LDM3D, the industry's first generative AI model with depth mapping
Potential for content creation, metaverse, and digital experience innovation
One area that has made significant progress in recent years is computer vision, and generative AI in particular. However, many of the current advanced generative AI models are limited to 2D image generation, but Intel is attracting attention by releasing a model that can generate 3D images.

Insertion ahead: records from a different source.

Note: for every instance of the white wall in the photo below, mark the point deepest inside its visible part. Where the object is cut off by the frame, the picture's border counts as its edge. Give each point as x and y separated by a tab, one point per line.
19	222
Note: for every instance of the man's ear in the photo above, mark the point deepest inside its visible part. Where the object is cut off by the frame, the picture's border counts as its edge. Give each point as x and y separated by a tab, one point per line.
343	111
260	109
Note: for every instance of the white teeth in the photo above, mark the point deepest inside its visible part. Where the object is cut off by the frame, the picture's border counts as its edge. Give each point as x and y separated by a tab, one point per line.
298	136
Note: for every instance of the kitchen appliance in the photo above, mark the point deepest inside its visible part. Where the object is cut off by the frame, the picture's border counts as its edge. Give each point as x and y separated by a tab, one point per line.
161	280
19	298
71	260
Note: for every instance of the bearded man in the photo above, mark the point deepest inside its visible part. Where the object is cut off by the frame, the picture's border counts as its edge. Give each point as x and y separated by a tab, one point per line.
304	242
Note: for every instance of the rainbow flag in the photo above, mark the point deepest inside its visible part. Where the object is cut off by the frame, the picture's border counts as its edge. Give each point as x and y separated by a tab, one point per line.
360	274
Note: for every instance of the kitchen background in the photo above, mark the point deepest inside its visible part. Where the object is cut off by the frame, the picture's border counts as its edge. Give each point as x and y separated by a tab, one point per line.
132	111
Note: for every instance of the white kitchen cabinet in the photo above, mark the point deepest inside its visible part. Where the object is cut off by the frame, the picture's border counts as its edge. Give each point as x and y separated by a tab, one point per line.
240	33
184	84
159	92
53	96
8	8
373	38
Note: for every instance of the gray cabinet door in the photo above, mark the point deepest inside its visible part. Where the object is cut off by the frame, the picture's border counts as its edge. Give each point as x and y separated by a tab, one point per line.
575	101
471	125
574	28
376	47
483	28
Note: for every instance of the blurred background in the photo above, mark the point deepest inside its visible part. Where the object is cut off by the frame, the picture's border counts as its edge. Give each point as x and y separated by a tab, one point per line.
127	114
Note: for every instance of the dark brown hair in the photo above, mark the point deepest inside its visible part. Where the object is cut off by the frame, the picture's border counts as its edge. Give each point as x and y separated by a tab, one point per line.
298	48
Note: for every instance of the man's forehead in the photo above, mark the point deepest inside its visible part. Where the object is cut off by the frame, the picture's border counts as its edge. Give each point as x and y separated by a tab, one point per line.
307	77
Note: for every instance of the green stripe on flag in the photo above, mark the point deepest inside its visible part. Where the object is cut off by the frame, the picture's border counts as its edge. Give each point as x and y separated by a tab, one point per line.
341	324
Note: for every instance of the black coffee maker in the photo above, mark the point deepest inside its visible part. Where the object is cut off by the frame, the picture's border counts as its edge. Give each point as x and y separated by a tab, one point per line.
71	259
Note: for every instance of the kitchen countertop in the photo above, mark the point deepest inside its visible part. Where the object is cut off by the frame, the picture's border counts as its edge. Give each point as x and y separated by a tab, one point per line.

Intel Labs announced today that it has unveiled a new diffusion model, the Latent Diffusion Model for 3D (LDM3D), in collaboration with Blockade Labs that uses generative artificial intelligence (AI) to create photorealistic 3D visual content.
LDM3D is the first in the industry to use a diffusion process to create depth maps, producing vivid and immersive 360-degree 3D images. LMD3D has the potential to transform a variety of industries, from content creation to metaverse applications to digital experiences, including entertainment, gaming, architecture, and design.
Unlike traditional diffusion models that typically only generate a 2D RGB image from a text prompt, LDM3D allows generating both an image and a depth map from a given text prompt. Using roughly the same number of parameters as the latent stable diffusion model, LDM3D can provide more accurate relative depth for each image pixel compared to standard post-processing methods for depth estimation.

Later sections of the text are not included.